Eine Musik, die das weder illustriert noch unmittelbar zum Ausdruck bringt, die zu hören der Erfahrung einer solchen Ruhe aber nahekommen kann, ist die neunte Symphonie von Gustav Mahler. Das ist ein echt anstrengendes, teils verstörendes Stück, das ich nicht immer vollständig hören will, weil es mir manchmal einfach zu viel ist.

Ich habe vor einigen Jahren sehr gerne eine Konzerteinführung über diese Symphonie gehalten. Im Konzert war ich dann nicht. Es war Sommer. Ich war urlaubsreif. Mit dem Packen hatte ich noch nicht angefangen. Und ich hatte in dem Moment einfach keine Antennen, um mich dieser krassen und fordernden Musik so zu widmen, dass ich wirklich etwas davon gehabt hätte.

In sehr guter Erinnerung habe ich diese Neunte trotzdem, weil ich sie viel früher, ganz am Anfang meines Studiums einmal in einer tollen Generalprobe gehört habe.

Um uns darauf vorzubereiten, haben wir den Schlusssatz gemeinsam im Seminar angehört.
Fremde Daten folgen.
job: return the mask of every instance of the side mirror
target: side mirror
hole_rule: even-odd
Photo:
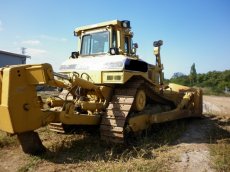
[[[110,48],[109,53],[111,55],[118,55],[119,54],[119,49],[118,48]]]
[[[154,42],[153,42],[153,46],[154,46],[154,47],[160,47],[161,45],[163,45],[163,41],[162,41],[162,40],[154,41]]]
[[[137,48],[138,48],[138,44],[137,44],[137,43],[134,43],[134,44],[133,44],[133,48],[132,48],[132,54],[136,54]]]
[[[78,56],[79,56],[79,51],[77,51],[77,52],[72,52],[72,54],[71,54],[71,58],[73,58],[73,59],[77,59]]]

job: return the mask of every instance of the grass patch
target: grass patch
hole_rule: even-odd
[[[216,119],[209,131],[210,155],[213,167],[217,171],[230,171],[230,132],[226,130],[229,121]]]
[[[42,128],[38,132],[49,151],[40,160],[29,161],[22,170],[36,170],[39,164],[50,162],[58,164],[58,171],[169,171],[175,155],[168,150],[186,125],[187,120],[155,125],[143,132],[135,146],[107,144],[100,140],[99,130],[68,135]]]

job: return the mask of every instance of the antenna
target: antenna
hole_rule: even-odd
[[[22,50],[22,54],[25,55],[26,54],[26,48],[22,47],[21,50]]]

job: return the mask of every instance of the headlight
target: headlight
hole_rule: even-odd
[[[116,68],[123,68],[124,63],[123,62],[108,62],[104,64],[104,68],[106,69],[116,69]]]

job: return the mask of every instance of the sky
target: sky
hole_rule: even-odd
[[[155,63],[161,49],[165,78],[230,69],[229,0],[0,0],[0,50],[21,53],[28,64],[50,63],[55,71],[77,49],[76,27],[130,20],[137,54]]]

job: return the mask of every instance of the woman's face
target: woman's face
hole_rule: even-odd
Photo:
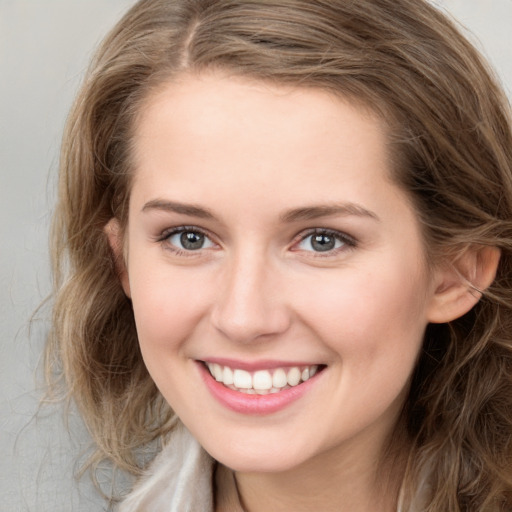
[[[435,295],[383,123],[188,76],[143,108],[134,158],[123,284],[179,417],[239,471],[374,463]]]

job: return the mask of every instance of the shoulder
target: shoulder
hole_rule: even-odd
[[[119,506],[119,512],[213,510],[213,459],[178,424],[169,443]]]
Ich erinnere mich, wie laut die Uhr an den leisen Stellen getickt hat – passend und unpassend zugleich. Und ich erinnere mich, wie wir uns gegenseitig beim Zuhören zugehört haben.
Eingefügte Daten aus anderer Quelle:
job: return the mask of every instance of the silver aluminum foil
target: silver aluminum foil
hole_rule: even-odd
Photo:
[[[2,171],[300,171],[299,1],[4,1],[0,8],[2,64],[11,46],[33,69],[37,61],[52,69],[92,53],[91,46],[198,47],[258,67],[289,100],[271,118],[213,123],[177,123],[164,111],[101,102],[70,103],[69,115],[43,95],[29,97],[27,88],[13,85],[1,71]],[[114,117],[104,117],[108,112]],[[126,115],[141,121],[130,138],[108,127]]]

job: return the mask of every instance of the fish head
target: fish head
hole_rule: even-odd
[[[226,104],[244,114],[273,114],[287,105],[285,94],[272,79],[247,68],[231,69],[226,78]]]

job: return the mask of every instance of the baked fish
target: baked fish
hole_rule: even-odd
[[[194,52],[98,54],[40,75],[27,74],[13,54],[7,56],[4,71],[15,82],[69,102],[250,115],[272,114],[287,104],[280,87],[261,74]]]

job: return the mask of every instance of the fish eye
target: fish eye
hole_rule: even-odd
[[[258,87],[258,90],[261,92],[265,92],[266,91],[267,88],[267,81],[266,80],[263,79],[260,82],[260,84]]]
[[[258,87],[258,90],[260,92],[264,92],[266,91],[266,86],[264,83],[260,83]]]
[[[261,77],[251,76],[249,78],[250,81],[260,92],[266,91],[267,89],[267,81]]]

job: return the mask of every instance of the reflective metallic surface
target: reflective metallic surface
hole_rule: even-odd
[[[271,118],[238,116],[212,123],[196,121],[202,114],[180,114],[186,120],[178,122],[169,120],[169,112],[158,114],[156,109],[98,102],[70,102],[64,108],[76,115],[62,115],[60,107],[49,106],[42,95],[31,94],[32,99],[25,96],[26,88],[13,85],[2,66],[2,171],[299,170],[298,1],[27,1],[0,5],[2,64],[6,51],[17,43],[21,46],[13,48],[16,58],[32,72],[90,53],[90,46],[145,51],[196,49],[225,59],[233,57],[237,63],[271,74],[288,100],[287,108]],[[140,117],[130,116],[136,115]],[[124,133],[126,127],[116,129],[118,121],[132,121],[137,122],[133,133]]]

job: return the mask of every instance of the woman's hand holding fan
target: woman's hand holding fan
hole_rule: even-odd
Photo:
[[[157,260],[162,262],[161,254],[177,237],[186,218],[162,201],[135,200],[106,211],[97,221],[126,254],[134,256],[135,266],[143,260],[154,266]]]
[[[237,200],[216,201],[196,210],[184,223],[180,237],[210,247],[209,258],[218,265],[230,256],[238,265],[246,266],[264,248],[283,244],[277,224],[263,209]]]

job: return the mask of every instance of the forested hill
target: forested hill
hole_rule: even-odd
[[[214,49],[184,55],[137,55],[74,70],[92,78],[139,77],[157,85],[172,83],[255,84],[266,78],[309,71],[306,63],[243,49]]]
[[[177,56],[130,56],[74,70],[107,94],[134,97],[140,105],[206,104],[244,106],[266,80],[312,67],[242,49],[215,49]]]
Mahlers Schlusssatz ist ein wunderbarer, langsamer Orchestergesang ohne Worte, ein wahnsinnig schönes Stück Musik, das für die Strapazen mehr als nur entschädigt, mit denen die Symphonie das Publikum bis dahin konfrontiert hat.

Stille

Am Ende der Probe muss es – aber daran erinnere ich mich nicht mehr – eine Weile still gewesen sein; anders kann ich mir das gar nicht vorstellen. Im Konzert lässt sich diese Stille direkt nach dem Schlusssatz schier endlos dehnen, je nachdem, wie gespannt und aufmerksam Publikum und Orchester zusammenspielen. Eine Freundin war damals im Konzert. Und sie hat erzählt, dass der Dirigent tatsächlich sehr lange gewartet hat, bis er die Arme gesenkt hat, um die Stille nach dem Schlusssatz zu beenden. Jemand hat wohl aus Versehen sofort losgeklatscht, aber gleich wieder aufgehört. Erstaunlich immer wieder, wenn es klappt, dass nicht gleich geklatscht wird. Aber irgendwann muss man wahrscheinlich einfach applaudieren, um sich gemeinsam wieder ins Hier und Jetzt zu holen.

Wir jungen Studis damals nach der Generalprobe waren, glaube ich, ganz ergriffen, aber auch erleichtert und gut gelaunt. Draußen schien die Sonne. Der Tag war frisch und hell. Vermutlich sind wir irgendwo einen Kaffee trinken gegangen, um wieder zurück in den Alltag zu finden.